Au cœur des débats, une vidéo captée par la caméra embarquée du camion impliqué dans l’accident. L’enregistrement, conservé dans l’ordinateur portable d’un représentant de la société propriétaire du poids lourd, a été examiné par la juge, les avocats et le procureur. Selon les éléments visionnés à l’audience, le 4x4 Kia Sorento dans lequel se trouvaient les victimes suivait trois véhicules avant de se déporter brusquement sur la trajectoire du camion arrivant en sens inverse.
L’accident s’est produit le samedi 4 avril, veille de Pâques, en fin d’après-midi, alors que la famille circulait d’Andranotapahana vers Ambohitrimanjaka.
À la barre, le chauffeur du camion, âgé d’une cinquantaine d’années, a nié toute responsabilité pénale. « Je roulais sur ma voie à 45 km/h quand, soudain, le 4x4 a dévié et m’a percuté de face. J’ai freiné, mais je ne pouvais plus l’éviter. Il arrivait à vive allure. Après le choc, le 4x4 a été projeté sur sa voie normale. J’étais traumatisé, figé. Des témoins ont évacué les victimes vers l’hôpital ; moi, je suis resté sur les lieux », a-t-il déclaré.
Le prévenu a précisé que les deux véhicules avaient été endommagés, notamment l’avant de son camion. Interrogé sur une éventuelle consommation d’alcool, il a répondu catégoriquement : « Non. »
La question de la responsabilité
La mère de la défunte, la pasteure Nirina Hanitriniaina Ravelosoa, et la sœur du défunt, Valisoa Minoarivony Andriamboavonjy, étaient présentes à l’audience. La présidente a cherché à comprendre les circonstances de l’embardée du 4x4. « Le conducteur n’avait-il pas bu ou passé des nuits blanches ? », a-t-elle demandé. Les deux femmes ont écarté cette hypothèse : « Il ne buvait pas d’alcool, à notre connaissance. »
La magistrate a également interrogé les plaignantes sur l’attitude du chauffeur et de son employeur après l’accident. « Le chauffeur du camion était-il présent lors des soins ou des funérailles ? » Réponse des deux femmes : « Non. » La pasteure a indiqué que la société avait versé une première contribution de 200 000 ariary, puis une autre d’un million d’ariary. « Je ne suis pas satisfaite de cette contribution », a-t-elle déclaré.

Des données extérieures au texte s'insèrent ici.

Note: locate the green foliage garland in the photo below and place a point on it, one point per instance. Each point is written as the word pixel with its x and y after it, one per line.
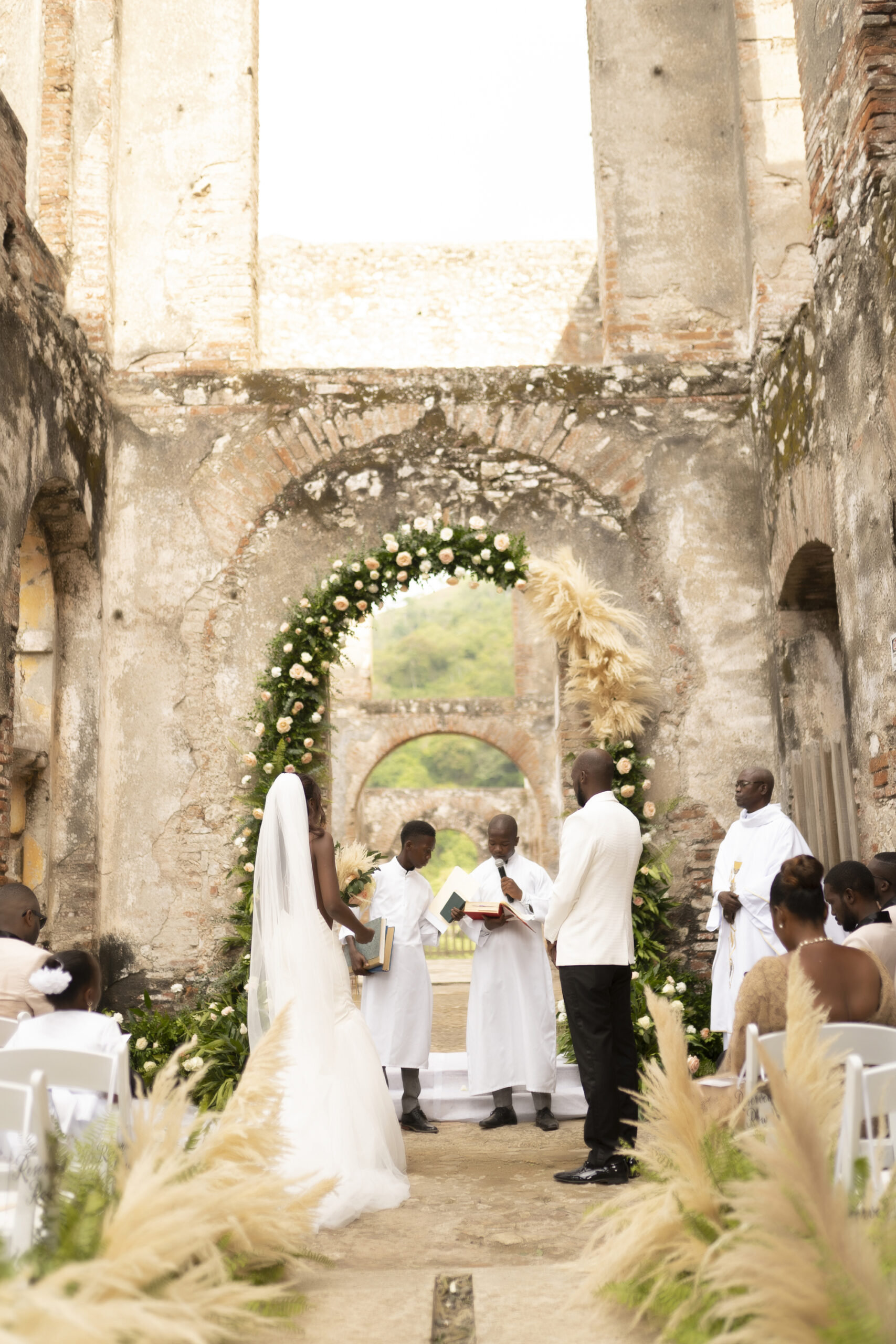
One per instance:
pixel 291 725
pixel 652 908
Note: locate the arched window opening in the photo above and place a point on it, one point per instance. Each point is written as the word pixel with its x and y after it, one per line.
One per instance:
pixel 33 726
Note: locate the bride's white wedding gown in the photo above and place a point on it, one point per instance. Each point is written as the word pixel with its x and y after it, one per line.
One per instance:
pixel 338 1109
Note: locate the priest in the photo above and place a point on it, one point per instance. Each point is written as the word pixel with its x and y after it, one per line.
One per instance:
pixel 749 858
pixel 511 1025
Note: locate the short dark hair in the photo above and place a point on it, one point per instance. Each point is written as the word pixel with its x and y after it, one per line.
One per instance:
pixel 853 875
pixel 417 828
pixel 798 889
pixel 81 965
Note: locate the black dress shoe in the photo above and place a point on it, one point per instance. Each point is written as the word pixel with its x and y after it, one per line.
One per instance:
pixel 417 1120
pixel 613 1172
pixel 500 1116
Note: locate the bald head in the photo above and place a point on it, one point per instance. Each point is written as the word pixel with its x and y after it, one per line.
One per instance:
pixel 754 788
pixel 592 773
pixel 883 870
pixel 503 836
pixel 19 911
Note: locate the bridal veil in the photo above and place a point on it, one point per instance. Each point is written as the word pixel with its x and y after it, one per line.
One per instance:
pixel 336 1107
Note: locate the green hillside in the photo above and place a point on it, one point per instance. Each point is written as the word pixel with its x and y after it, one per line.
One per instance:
pixel 456 642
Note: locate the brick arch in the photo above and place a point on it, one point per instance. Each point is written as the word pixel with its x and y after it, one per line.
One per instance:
pixel 516 728
pixel 236 486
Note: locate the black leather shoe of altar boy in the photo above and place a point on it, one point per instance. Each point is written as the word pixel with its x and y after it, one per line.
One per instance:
pixel 417 1120
pixel 613 1172
pixel 500 1116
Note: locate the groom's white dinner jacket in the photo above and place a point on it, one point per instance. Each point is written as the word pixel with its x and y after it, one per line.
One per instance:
pixel 590 911
pixel 398 1003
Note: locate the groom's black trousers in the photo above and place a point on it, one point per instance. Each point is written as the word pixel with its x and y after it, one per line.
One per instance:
pixel 598 1006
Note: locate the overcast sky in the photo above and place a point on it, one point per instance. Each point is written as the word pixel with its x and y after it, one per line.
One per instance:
pixel 406 121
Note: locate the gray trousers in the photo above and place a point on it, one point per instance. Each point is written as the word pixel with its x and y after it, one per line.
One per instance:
pixel 410 1089
pixel 504 1097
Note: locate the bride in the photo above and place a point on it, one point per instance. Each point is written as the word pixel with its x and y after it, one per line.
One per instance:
pixel 338 1108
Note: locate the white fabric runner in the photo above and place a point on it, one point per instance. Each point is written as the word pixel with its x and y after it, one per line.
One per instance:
pixel 445 1092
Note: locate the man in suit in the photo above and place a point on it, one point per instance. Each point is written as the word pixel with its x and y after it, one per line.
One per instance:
pixel 590 939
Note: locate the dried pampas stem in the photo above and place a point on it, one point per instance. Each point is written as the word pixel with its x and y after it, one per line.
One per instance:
pixel 605 674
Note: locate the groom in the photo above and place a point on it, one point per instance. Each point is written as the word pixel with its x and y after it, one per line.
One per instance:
pixel 397 1004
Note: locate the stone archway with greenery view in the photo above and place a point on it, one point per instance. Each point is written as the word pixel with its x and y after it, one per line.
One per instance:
pixel 605 675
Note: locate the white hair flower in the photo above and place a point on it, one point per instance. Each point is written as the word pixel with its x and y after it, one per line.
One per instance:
pixel 50 980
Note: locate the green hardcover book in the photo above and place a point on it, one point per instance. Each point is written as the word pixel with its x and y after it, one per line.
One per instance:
pixel 378 953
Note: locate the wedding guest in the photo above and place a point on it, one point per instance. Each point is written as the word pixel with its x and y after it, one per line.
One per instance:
pixel 883 870
pixel 851 984
pixel 849 890
pixel 511 1027
pixel 20 922
pixel 71 984
pixel 589 934
pixel 398 1003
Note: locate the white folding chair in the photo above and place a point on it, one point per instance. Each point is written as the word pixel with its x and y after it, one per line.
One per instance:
pixel 7 1027
pixel 25 1117
pixel 872 1043
pixel 870 1096
pixel 82 1070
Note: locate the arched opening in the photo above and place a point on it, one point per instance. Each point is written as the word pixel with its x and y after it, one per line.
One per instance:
pixel 813 706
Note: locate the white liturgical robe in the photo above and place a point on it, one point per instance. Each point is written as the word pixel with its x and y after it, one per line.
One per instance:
pixel 397 1004
pixel 511 1025
pixel 749 858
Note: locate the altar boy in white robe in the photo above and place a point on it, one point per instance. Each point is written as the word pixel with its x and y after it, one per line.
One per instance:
pixel 749 858
pixel 511 1026
pixel 397 1004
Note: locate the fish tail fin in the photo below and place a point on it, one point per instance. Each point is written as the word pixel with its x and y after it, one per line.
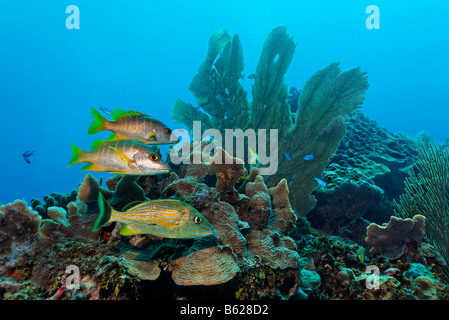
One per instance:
pixel 77 155
pixel 105 215
pixel 98 124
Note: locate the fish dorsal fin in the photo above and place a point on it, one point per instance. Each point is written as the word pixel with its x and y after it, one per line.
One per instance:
pixel 151 136
pixel 123 158
pixel 117 114
pixel 126 230
pixel 96 143
pixel 131 205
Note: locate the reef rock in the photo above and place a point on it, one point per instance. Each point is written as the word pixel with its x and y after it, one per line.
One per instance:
pixel 18 226
pixel 391 239
pixel 377 153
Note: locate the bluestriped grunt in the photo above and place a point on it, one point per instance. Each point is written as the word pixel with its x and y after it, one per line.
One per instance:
pixel 132 125
pixel 168 218
pixel 120 157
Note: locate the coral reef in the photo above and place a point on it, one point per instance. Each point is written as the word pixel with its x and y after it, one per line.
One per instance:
pixel 326 99
pixel 265 246
pixel 346 203
pixel 379 154
pixel 391 239
pixel 18 226
pixel 427 194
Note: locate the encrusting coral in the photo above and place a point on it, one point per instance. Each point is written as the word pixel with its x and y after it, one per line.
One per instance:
pixel 18 226
pixel 315 129
pixel 390 240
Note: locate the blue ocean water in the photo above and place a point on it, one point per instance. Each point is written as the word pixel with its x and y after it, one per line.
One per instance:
pixel 142 55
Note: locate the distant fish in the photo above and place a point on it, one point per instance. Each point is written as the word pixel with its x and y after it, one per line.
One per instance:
pixel 26 155
pixel 168 218
pixel 253 160
pixel 105 110
pixel 120 157
pixel 308 157
pixel 361 254
pixel 321 182
pixel 132 125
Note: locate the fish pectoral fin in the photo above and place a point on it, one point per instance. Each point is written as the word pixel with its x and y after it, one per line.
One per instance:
pixel 115 137
pixel 93 167
pixel 131 205
pixel 127 230
pixel 122 157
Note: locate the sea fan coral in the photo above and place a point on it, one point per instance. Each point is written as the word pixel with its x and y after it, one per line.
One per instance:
pixel 316 128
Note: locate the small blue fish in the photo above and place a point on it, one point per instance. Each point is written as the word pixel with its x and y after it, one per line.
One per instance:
pixel 361 254
pixel 308 157
pixel 26 155
pixel 321 182
pixel 105 110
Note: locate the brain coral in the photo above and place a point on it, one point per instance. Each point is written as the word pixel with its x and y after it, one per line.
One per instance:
pixel 390 239
pixel 18 224
pixel 239 240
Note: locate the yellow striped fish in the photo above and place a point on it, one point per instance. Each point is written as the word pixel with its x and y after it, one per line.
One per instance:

Valisoa Minoarivony Andriamboavonjy a livré un témoignage personnel sur les conséquences du drame. « Il ne reste plus que moi dans ma famille. Mon frère et moi étions orphelins, et l’accident l’a emporté. Je m’occupe seule de mon neveu rescapé. Je suis vulnérable à cause de ma maladie cardiaque. Mon frère m’aidait dans mon travail. Je ne demande que trois millions d’ariary symboliques en dommages et intérêts », a-t-elle déclaré.
La pasteure Nirina Hanitriniaina Ravelosoa, par l’intermédiaire de son avocat, réclame pour sa part 80 millions d’ariary. Son conseil a plaidé une responsabilité partagée : « Nous admettons 30 % de responsabilité, mais les 70 % vous reviennent. Quand un chauffeur voit un danger, il doit ralentir, freiner, éviter. Or, je ne vois aucune trace de freinage sur le croquis de l’accident. La question est : ces trois personnes seraient-elles mortes si vous aviez fait ce qu’il fallait ? »
Le procureur a requis l’application de la loi. La défense a, elle, insisté sur la vidéo versée aux débats. « C’est clair comme de l’eau de roche. Désolé, devant cette tragédie, nous nous inclinons, mais c’était la faute exclusive de la victime », a soutenu l’avocat du prévenu.
L’avocat de la compagnie d’assurances a abondé dans le même sens, estimant que « le tribunal doit se déclarer incompétent sur les dommages et intérêts ».
L’affaire a été mise en délibéré. La juge a fixé la décision au 1er juin, à 8 h 30, dans la même salle.